Les filières d'importation, vecteur probable d'introduction

Pour les experts, les filières pour lesquelles le risque d’introduction est le plus important sont les filières d’importation d’agrumes, de pêches, de melons et de concombres. Par conséquent l’agence préconise une surveillance accrue des importations de ces denrées, notamment lorsque celles-ci sont en provenance de pays à risques[6] tel l’Afrique du Sud, la Zambie ou Madagascar.

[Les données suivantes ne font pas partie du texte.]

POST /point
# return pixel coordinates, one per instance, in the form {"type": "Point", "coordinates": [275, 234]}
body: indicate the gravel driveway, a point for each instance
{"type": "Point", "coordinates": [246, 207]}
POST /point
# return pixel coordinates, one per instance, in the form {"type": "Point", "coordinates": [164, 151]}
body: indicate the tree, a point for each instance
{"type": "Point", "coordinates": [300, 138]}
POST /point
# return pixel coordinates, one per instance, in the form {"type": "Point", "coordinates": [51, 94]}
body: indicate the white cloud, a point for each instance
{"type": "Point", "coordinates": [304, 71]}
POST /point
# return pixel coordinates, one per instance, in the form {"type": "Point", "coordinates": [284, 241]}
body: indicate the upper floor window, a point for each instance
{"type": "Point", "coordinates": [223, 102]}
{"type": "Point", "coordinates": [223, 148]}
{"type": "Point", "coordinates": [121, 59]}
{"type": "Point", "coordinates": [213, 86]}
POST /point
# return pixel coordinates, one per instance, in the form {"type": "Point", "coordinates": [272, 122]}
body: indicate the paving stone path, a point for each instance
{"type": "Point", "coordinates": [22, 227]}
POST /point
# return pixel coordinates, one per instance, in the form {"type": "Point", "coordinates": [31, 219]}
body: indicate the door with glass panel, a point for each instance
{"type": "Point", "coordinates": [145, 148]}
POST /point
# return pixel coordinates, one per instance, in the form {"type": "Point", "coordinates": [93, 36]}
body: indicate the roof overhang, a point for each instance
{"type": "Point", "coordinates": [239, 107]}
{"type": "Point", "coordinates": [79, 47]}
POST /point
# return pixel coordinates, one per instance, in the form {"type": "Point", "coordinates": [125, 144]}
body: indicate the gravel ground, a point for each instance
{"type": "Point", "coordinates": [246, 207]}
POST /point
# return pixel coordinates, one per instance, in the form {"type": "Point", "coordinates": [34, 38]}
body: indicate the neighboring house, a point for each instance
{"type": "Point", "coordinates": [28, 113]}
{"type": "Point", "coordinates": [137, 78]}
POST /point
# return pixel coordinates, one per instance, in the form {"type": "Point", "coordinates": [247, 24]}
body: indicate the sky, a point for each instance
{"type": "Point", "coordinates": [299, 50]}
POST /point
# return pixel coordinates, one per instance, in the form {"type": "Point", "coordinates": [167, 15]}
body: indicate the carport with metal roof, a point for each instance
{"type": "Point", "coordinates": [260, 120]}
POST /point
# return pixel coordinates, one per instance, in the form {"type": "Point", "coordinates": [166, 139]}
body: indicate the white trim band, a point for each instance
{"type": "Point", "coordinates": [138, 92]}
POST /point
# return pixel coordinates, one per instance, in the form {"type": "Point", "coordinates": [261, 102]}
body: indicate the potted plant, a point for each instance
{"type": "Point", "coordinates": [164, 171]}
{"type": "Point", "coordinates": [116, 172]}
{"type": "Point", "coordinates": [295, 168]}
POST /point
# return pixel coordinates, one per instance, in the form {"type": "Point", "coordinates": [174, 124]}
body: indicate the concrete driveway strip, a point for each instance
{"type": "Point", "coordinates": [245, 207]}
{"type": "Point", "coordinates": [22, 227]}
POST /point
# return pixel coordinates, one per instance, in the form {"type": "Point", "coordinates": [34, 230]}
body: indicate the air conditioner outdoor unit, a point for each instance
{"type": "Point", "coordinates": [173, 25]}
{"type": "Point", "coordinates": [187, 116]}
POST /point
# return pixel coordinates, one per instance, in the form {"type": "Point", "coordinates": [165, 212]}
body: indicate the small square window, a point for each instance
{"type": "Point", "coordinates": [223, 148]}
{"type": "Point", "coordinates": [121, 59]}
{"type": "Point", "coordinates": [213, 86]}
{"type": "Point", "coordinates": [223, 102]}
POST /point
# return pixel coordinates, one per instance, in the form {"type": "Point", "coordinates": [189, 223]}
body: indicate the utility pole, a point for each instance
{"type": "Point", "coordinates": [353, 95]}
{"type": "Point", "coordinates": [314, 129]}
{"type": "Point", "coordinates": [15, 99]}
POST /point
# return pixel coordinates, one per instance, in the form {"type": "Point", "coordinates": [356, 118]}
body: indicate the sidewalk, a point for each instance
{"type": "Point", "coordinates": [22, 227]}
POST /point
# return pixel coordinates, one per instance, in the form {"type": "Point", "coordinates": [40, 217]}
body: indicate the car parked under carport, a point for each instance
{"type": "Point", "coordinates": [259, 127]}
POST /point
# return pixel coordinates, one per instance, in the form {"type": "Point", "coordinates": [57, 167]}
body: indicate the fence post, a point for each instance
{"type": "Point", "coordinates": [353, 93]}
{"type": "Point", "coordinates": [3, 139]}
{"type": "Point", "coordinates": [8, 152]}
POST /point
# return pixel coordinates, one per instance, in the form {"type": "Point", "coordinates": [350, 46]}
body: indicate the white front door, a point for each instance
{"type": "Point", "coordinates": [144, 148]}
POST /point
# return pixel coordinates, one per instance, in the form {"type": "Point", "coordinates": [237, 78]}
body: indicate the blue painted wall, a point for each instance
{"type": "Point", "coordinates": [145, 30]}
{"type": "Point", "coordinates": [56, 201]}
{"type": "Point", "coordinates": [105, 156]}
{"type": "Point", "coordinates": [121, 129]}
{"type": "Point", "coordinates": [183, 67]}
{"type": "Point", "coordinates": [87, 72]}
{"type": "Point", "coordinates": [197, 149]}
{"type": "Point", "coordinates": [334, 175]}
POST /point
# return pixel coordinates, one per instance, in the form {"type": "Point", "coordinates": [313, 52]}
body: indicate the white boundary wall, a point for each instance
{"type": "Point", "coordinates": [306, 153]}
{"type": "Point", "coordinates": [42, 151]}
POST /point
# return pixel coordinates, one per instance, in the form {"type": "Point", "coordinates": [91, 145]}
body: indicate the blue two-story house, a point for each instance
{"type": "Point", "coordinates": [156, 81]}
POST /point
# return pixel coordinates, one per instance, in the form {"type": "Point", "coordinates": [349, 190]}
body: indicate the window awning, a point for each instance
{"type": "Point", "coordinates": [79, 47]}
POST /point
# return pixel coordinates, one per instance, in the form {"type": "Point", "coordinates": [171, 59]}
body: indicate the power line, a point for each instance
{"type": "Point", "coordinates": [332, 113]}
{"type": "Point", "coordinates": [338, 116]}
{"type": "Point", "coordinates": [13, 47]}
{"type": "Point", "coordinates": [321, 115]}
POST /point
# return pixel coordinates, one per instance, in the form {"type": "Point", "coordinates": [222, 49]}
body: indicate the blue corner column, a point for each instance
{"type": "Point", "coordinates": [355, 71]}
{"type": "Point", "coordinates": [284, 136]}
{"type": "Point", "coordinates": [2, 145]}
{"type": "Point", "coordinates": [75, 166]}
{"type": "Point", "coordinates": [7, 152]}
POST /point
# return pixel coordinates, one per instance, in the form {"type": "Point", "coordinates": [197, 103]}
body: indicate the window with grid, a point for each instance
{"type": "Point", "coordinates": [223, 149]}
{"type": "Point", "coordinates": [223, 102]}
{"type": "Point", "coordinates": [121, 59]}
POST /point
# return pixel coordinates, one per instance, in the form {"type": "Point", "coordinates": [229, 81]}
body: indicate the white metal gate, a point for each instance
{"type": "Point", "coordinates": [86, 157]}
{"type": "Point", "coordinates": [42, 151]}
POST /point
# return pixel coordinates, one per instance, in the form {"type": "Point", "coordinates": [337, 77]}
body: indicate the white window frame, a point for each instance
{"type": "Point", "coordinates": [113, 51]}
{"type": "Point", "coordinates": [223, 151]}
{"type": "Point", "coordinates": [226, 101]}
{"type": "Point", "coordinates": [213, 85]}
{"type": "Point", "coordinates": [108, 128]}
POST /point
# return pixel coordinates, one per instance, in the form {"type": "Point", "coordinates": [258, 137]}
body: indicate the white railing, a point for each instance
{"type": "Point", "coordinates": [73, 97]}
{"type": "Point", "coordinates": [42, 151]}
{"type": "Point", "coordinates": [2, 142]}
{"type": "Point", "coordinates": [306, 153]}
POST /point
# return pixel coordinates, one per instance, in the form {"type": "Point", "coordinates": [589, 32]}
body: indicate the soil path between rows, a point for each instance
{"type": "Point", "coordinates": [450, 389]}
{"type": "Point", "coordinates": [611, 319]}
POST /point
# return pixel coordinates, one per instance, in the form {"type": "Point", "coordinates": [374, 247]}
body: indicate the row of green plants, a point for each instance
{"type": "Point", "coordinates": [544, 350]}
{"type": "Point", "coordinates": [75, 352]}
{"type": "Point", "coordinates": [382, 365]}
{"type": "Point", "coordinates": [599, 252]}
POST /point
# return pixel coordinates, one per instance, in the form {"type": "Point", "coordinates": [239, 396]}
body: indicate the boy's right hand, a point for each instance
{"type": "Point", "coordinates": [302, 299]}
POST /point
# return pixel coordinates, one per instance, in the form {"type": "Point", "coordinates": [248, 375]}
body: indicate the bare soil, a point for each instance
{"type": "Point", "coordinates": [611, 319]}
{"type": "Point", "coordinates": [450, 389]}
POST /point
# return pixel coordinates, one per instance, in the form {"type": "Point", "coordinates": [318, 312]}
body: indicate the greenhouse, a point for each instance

Les ports et aéroports, servant au stockage et au déchargement des fruits importés, doivent alors bénéficier de dispositifs de surveillance performants afin d’enrayer tout risque d’introduction. Un tel réseau de surveillance est déjà à l’œuvre à la Réunion, renforcé à proximité des aéroports de Saint Denis et de Saint Pierre. Composé de pièges attractifs spécifiques aux mouches des fruits, ce dispositif est, à l’heure actuelle, l’une des méthodes les plus efficaces dont nous disposions, alliant à la fois simplicité et faible coût d’utilisation. Son caractère spécifique et localisé évite d’avoir recours à des épandages massifs d'insecticides dont l’impact serait néfaste pour l’environnement.


   
Quatre Bactrocera dorsalis (Diptera Tephritidae) et quelques Drosophilidae sur une mangue cv Eldon © Jean-François VAYSSIERES, CIRAD

Parmi les autres solutions prophylactiques envisagées par l’Anses, celle de substituer au transport en chambre réfrigérée un traitement par « cryothérapie ». Cette méthode consisterait à exposer brièvement les fruits et légumes concernés à de très basses températures avant de les stocker ensuite en chambre froide ; sorte de pasteurisation par le froid. Si les mouches des fruits, leurs œufs ou leurs larves, pouvaient espérer survivre à stockage à basse température, il leur serait bien plus difficile de passer au travers d’un traitement cryothérapique.

Toutefois les voies commerciales ne sont pas les uniques vecteurs d’introduction que pourrait emprunter une mouche des fruits pour atteindre la Réunion. Si dès leur arrivée sur le territoire, les marchandises importées à titre commercial  sont contrôlées par les services de la DAAF, ce n'est pas le cas des bagages des particuliers débarquant chaque jour par centaines aux aéroports de Saint Denis et de Saint Pierre.

Fréquemment pointé du doigt par les experts des agences phytosanitaires, le transport de passager par voie aérienne représente un risque loin d'être négligeable. Rappelons donc, à toute fin utile, que, à la Réunion, l’importation de matériel végétal par des particuliers reste formellement interdite.

© Bactrocera dorsalis, Antoine FRANCK, CIRAD








Pour aller plus loin :


[1] Agence Nationale de Sécurité Sanitaire de l’alimentation, de l’environnement et du travail.
[2] Un insecte phytophage est un insecte se nourrissant de plantes, dans le cas des mouches des fruits, celles-ci se nourrissent donc de la pulpe des fruits qu’elles parasitent.
[3]  Traitement qui peut être effectué « par la chaleur (vapeur), le froid ou la réfrigération rapide, [et] qui s'est avéré efficace contre les organismes visés sans endommager les fruits, ou, à défaut, à un traitement chimique, y compris par fumigation, accepté par la réglementation communautaire. » Arrêté préfectoral n° 2011 -  001479.
[4] Bactrocera dorsalis, Bactrocera cucurbitae, ou encore Bactrocera invadens sont des espèces connues pour être capable de piquer un grand nombre de fruits différents, ces mouches polyphages présentent donc le risque de causer des dégâts à un plus grand nombre de cultures en cas d’introduction dans un nouvel environnement.
[5] Schutze and all, (2015), Synonymization of key pest species within the Bactrocera dorsalis species complex, Systematic Entomology, 40: 456–471. Lien vers l'article
[6] Sont définis « à risque » les pays hébergeant les espèces de mouches des fruits précédemment citées ou pour lesquels il subsiste des doutes concernant les pratiques phytosanitaires et prophylactiques appliquées.